[WikiEN-l] Foundational rumblings
Jay Litwyn
brewhaha at freenet.edmonton.ab.ca
Wed Sep 23 13:12:49 UTC 2009
"Charles Matthews" <charles.r.matthews at ntlworld.com> wrote in message
news:4AB356B7.3090306 at ntlworld.com...
> Over in the recondite if productive arena of WikiProject Mathematics,
> fresh eyeballs have been looking over articles in areas that retain a
> structure imposed up to five years ago, and not much liking what they
> see. Basically there were POV forks introduced in areas, to calm down
> edit wars, at a time when the "POV fork" concept was not so well
> understood. I remember well the relief with which User:Kevin Baas was
> given a sandbox for his treatment of tensors.
>
> So now it doesn't all look so good any more. This cuts to fundamentals,
> because mathematicians feel that the topic sentence in an article should
> serve as a definition. For comparison, I looked at [[quantum field
> theory]] for a comparison: reads "Quantum field theory (QFT) provides a
> theoretical framework for constructing quantum mechanical models of
> systems classically described by fields or of many-body systems." So it
> tells you what QFT does, not what it is (unsurprising, with the jury
> still out).
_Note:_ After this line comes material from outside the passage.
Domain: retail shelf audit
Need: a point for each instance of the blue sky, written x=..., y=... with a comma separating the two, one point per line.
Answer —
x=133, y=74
The mathematicians' take is clearly limited to areas where
> you can say definitely what something is (i.e. the domain of axiomatic
> definitions).
>
> That being said, there seems to be the scope for clarifying how an area
> that is axiomatic should be organised according to our revered
> principles of summary style (WP:SS). There are numerous instances, it
> seems, where we have "menu style" in place of "summary style", i.e.
> different treatments according to taste. The foundational issue does
> seem to need addressing, and could cause quite some upheavals (such as
> we have got out of the habit of living with). It could be that we now
> accept articles with titles like [[introduction to string theory]], as
> pedagogic stepping stones. But neutrality means, surely, that treatments
> that are really "introduction to X from the POV of Y" are out of place,
> or at least to be seriously deprecated.
In "The Edge of Tomorrow", Isaac Asimov did a good treatment of
forks in mathematics. Three of them stem from variations on
Euclid's fifth postlate, which defines parallel. It's an excellent book;
alternates fact with tangential fiction.
_______
Quantum Mechanics, n.: The dreams from which stuff is made.